EgyptAir will resume flights to China on Thursday, February 27, with one flight per week to Beijing and Guangzhou, the company announced on Thursday, as China recorded a drop in new coronavirus cases.
The company announced in a press statement that it would begin operating one weekly flight every Thursday, taking off from Cairo and heading to Beijing and then Guangzhou.
The flight will pass by Beijing as it heads back from Guangzhou, before returning to Cairo.
EgyptAir moved to resume the once-a-week flight from Egypt to China due to demand, according to the statement, which added that the company will also review the possibility of operating additional flights to Chinese cities.
On January 30, EgyptAir announced that it would temporarily suspend flights to and from Chinese cities, amid tens of other flight bans and efforts made by China to close off tens of millions in Hubei province, the epicenter of the new virus, and restrict travel in other cities in the country.
Dubbed COVID-19, the novel coronavirus has killed over 2,000 people in mainland China and infected another 74,000.
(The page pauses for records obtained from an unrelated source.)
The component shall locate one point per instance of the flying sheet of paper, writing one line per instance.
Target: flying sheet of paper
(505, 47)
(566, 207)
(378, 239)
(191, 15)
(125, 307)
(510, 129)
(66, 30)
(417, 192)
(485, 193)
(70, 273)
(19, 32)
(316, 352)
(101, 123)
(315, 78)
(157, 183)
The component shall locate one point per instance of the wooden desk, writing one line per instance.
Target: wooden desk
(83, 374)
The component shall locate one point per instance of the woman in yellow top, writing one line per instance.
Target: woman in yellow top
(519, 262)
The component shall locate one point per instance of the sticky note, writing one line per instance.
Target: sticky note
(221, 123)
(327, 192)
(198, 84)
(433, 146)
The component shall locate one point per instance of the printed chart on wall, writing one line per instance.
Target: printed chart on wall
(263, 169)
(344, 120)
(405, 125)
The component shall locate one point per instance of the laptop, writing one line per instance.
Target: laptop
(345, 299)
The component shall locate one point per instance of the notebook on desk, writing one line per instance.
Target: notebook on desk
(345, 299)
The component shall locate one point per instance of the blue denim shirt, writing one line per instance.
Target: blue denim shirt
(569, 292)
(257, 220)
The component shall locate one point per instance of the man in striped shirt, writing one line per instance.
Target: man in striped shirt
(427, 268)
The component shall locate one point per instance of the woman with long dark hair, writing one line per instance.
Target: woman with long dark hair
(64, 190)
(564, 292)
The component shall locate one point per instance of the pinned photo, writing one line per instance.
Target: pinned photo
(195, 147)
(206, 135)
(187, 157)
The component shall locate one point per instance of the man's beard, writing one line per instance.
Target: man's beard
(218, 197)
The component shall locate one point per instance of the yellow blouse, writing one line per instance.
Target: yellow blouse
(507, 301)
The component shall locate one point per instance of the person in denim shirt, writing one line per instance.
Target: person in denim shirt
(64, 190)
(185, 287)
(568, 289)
COVID-19 has also spread to 25 other countries. On Thursday, however, China recorded only 600 new cases of the infection within its borders, down from over 1,700 new cases the day before, prompting Chinese authorities to announce that efforts to control the spread of the epidemicd are working, according to AFP.
On Wednesday, several hundred people aboard the Diamond Princess cruise ship – the largest coronavirus cluster outside China – disembarked after testing negative for the virus and staying in quarantine for two weeks. Two elderly former passengers died in Japan on Thursday from the virus, however, and Japanese officials have faced criticism for the decision to allow over 400 former passengers off the ship yesterday, reported AFP.